UHI is unlikely, discounted even on larger scales by such authorities as Hadley CRU and GISS. Another consideration is instrument precision. Fahrenheit thermometers are more precise than Celsius, and for spacial distribution of your sites, acres are more precise than hectares.
You do make a good point about changes in “global” temperatures. Given the range of your data set (Lightfoot 09), it’s hard to get concerned about 0.6 °C over a century.

Charlie
December 18, 2009 3:58 pm

AlanG (11:09:06) :
AlanG (11:09:06) : …” Take it to the limit where there are 2 temperature sensors. One is rural where rural is 98% of the land area. The other is urban where urban is the remaining 2% of the land area.”
The problem is more basic. Take 2 sensors near the equator. Monitor temperature trends for a couple of decades. Then add a sensor at the north pole. The average temperature drops dramatically when the 3rd sensor is added to the average.
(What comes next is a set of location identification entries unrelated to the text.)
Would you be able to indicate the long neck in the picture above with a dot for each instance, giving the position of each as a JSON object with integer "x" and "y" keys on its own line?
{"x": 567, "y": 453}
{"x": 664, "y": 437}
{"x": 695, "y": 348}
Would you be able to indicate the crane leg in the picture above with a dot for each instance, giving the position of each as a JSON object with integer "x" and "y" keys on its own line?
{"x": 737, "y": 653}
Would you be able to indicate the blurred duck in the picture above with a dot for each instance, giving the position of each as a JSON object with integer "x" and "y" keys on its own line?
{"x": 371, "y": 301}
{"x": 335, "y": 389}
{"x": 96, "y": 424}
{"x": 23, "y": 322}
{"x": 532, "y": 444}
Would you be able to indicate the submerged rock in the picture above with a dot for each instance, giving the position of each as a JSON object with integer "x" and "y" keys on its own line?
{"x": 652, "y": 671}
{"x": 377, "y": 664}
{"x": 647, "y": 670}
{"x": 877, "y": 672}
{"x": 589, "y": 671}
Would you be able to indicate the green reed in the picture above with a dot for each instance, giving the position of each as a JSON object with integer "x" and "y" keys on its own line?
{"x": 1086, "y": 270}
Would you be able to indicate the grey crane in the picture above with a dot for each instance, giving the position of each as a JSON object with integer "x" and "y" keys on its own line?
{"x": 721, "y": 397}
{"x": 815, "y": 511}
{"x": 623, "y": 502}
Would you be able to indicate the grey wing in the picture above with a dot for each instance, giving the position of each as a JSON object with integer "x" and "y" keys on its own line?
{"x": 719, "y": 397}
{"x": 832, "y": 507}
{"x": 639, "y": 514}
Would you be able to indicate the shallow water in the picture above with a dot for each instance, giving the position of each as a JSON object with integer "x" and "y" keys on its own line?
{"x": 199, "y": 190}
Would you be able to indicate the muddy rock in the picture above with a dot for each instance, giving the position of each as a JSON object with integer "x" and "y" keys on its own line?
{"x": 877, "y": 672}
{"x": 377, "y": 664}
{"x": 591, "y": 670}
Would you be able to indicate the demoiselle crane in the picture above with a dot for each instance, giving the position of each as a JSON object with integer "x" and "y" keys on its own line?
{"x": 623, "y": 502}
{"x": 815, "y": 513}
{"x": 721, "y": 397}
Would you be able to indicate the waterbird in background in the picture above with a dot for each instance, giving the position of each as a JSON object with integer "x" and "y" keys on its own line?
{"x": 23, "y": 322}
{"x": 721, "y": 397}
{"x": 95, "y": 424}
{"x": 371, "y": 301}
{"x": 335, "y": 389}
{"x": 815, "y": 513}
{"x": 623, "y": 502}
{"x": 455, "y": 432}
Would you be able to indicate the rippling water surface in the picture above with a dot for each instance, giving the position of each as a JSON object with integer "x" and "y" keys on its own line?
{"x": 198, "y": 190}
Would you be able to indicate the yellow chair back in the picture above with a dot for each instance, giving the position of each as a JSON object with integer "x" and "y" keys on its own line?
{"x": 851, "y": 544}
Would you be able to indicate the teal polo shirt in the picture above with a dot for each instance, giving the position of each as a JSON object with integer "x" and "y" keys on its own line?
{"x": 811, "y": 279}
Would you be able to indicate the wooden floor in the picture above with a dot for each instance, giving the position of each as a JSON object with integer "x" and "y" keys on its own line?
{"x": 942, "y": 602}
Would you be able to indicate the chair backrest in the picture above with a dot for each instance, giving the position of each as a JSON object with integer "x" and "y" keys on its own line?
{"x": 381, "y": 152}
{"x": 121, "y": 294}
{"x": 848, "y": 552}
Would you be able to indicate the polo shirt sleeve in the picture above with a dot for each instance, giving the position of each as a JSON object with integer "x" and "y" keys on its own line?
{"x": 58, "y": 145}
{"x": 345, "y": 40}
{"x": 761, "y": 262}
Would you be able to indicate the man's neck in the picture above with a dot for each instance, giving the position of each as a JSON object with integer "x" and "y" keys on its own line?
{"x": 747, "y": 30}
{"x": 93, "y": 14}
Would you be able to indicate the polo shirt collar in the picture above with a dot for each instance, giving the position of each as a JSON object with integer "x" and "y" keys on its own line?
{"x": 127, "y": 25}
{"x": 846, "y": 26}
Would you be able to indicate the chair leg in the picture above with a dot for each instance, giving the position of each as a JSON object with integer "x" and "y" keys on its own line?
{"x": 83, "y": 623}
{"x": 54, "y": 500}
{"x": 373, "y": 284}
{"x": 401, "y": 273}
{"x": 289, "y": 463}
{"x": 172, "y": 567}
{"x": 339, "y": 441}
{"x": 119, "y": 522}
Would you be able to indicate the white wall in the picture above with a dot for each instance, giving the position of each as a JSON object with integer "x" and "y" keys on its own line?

While not so dramatic as the above example, the real history of thermometer measurements is that the Arctic and Antarctic regions were undersampled until relatively recently.
That’s why anomalies are used. While not perfect, using changes from baselines does reduce the effect of changes in locations of thermometers.
The same problem happens when there are missing readings. Just doing simple averages of all available temperature measurements can lead to confusing, erroneous results.